Guia da Semana

Ainda não foi desta vez

Desde 1999, o Brasil não consegue uma indicação de Melhor Filme Estrangeiro no Oscar

Apesar da torcida, O Ano Em Que Meus Pais Saíram de Férias não foi indicado ao prêmio.

O filme O Ano em que Meus Pais Saíram de Férias pode ter conseguido derrotar Tropa de Elite na disputa pela vaga do Brasil no Oscar, mas não foi o suficiente para que ele fosse indicado entre os cinco melhores do mundo. O longa de Cao Hamburger esteve entre os nove mais bem colocados, mas não vai participar da cerimônia, deixando mais uma vez o Brasil de fora da grande festa do cinema norte-americano. O resultado segue o retrospecto dos últimos anos, em que filmes como Cinema, Aspirinas e Urubus e 2 Filhos de Francisco também não chegaram à indicação, deixando certa frustração nos cinéfilos locais.

Apesar de o Brasil levar prêmios com seu cinema em alguns dos principais festivais do mundo, nunca chegou a conquistar este que é o mais visado. E esta história vem de longe, mais precisamente de 1963, quando O Pagador de Promessas, de Anselmo Duarte, conquistou a Palma de Ouro, em Cannes, considerado o festival mais importante da categoria. Otimista, o filme concorreu ao Oscar de Melhor Filme Estrangeiro, mas acabou perdendo para o francês Les Dimanches de Ville d´Avray.

Foram precisos não menos que 33 anos para que o país fosse novamente indicado na categoria. Em 1996, Fábio Barreto levou seu O Quatrilho para a festa, mas acabou derrotado pelo holandês A Excêntrica Família de Antônia. Bruno, irmão de Fábio, conseguiu ter seu O Que é Isso, Companheiro? (foto) indicado dois anos depois. Porém, a família Barreto, assim como o cinema brasileiro, foi derrotada novamente pela Holanda.
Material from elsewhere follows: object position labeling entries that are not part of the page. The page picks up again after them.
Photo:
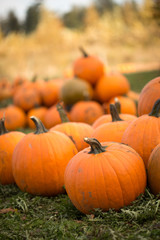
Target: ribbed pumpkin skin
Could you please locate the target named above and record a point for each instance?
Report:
(110, 179)
(8, 142)
(39, 162)
(88, 68)
(86, 111)
(111, 85)
(76, 131)
(107, 118)
(112, 131)
(154, 171)
(149, 94)
(143, 134)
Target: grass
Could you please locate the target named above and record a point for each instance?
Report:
(23, 216)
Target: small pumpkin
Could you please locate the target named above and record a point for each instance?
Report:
(111, 85)
(149, 94)
(143, 133)
(86, 111)
(39, 161)
(111, 131)
(153, 171)
(89, 68)
(75, 130)
(8, 142)
(105, 175)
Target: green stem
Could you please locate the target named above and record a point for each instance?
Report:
(155, 109)
(62, 113)
(40, 128)
(83, 52)
(95, 145)
(3, 129)
(114, 113)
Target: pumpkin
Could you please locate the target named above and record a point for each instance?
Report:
(89, 68)
(39, 161)
(105, 175)
(75, 130)
(8, 141)
(143, 133)
(111, 131)
(74, 90)
(127, 105)
(14, 117)
(149, 94)
(86, 111)
(153, 171)
(38, 112)
(111, 85)
(50, 93)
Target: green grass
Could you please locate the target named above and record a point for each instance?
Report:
(36, 217)
(139, 79)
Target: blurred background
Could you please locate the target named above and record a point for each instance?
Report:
(42, 38)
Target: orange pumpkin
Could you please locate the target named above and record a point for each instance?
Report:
(14, 117)
(75, 130)
(105, 175)
(111, 131)
(8, 141)
(127, 105)
(38, 112)
(143, 133)
(39, 161)
(86, 111)
(149, 94)
(89, 68)
(111, 85)
(153, 171)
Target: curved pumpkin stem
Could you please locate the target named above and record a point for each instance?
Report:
(155, 109)
(118, 105)
(83, 52)
(3, 129)
(114, 113)
(95, 145)
(40, 128)
(62, 113)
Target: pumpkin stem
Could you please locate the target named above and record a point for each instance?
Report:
(95, 145)
(114, 113)
(62, 113)
(83, 52)
(155, 109)
(40, 128)
(118, 105)
(3, 129)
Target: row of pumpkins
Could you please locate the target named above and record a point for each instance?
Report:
(86, 94)
(123, 154)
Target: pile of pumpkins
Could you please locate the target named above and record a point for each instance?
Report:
(105, 163)
(86, 95)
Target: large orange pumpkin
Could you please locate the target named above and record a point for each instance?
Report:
(104, 176)
(143, 133)
(39, 161)
(15, 117)
(149, 94)
(8, 142)
(75, 130)
(89, 68)
(111, 85)
(86, 111)
(153, 170)
(111, 131)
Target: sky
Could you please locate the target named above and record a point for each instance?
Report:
(59, 6)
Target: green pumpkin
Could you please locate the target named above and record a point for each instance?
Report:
(75, 90)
Desta vez foi o drama Caráter que levou o prêmio.

A quarta e última indicação do Brasil na categoria de Melhor Filme Estrangeiro aconteceu em 1999, com Central do Brasil, de Walter Salles Jr. O filme, que era o favorito naquele ano, já sentiu que não era desta vez que conquistava o prêmio, quando a italiana Sophia Loren subiu ao palco para a entrega. Como era de imaginar, ela entregou para seu compatriota Roberto Benigni, com seu A Vida é Bela. Neste mesmo ano, o país somou mais uma indicação, a de Melhor Atriz, para Fernanda Montenegro.

Fora da categoria dedicada aos estrangeiros, o Brasil também conseguiu algum espaço. Mesmo assim, a estatueta nunca chegou a vir para os terrenos tupiniquins. Em 1986, O Beijo da Mulher Aranha (foto), co-produção entre Brasil e EUA, dirigido pelo argentino Hector Babenco, chegou a estar entre os melhores. A produção obteve quatro indicações, de Melhor Filme, Diretor, Roteiro Adaptado e de Ator, e até conseguiu ganhar uma delas. Quem levou, porém, foi o ator William Hurt. Assim, a desejada estatueta sequer saiu de solos norte-americanos.

Em 2004, foi a vez do brasileiro Cidade de Deus receber quatro sonhadas indicações. O longa concorreu aos prêmios de Melhor Direção, Roteiro Adaptado, Fotografia e Edição. Perdeu em todas. No mesmo ano mais um brasileiro foi para a cerimônia. Carlos Saldanha viu seu curta-metragem de animação, Gone Nutty, ficar entre os melhores do ano, mas também não foi o escolhido. Saldanha já havia concorrido no ano anterior, quando A Era do Gelo, do qual foi co-diretor, foi indicado ao prêmio de melhor animação.

Também não foi com muito sucesso que Paulo Machline foi à premiação da Academia de Hollywood. Ele havia sido indicado em 2001, com seu curta Uma História de Futebol, mas voltou de mãos vazias. Somente em 2005 que uma produção brasileira voltaria a ter a honra de ter um Oscar. Diários de Motocicleta (foto), de Walter Salles Jr, foi indicado como Melhor Roteiro Adaptado e Melhor Canção. Ganhou o segundo, mas, para variar, a estatueta só chegou perto do Brasil. Foi o uruguaio Jorge Dexler, autor e intérprete da composição que ficou com o Oscar.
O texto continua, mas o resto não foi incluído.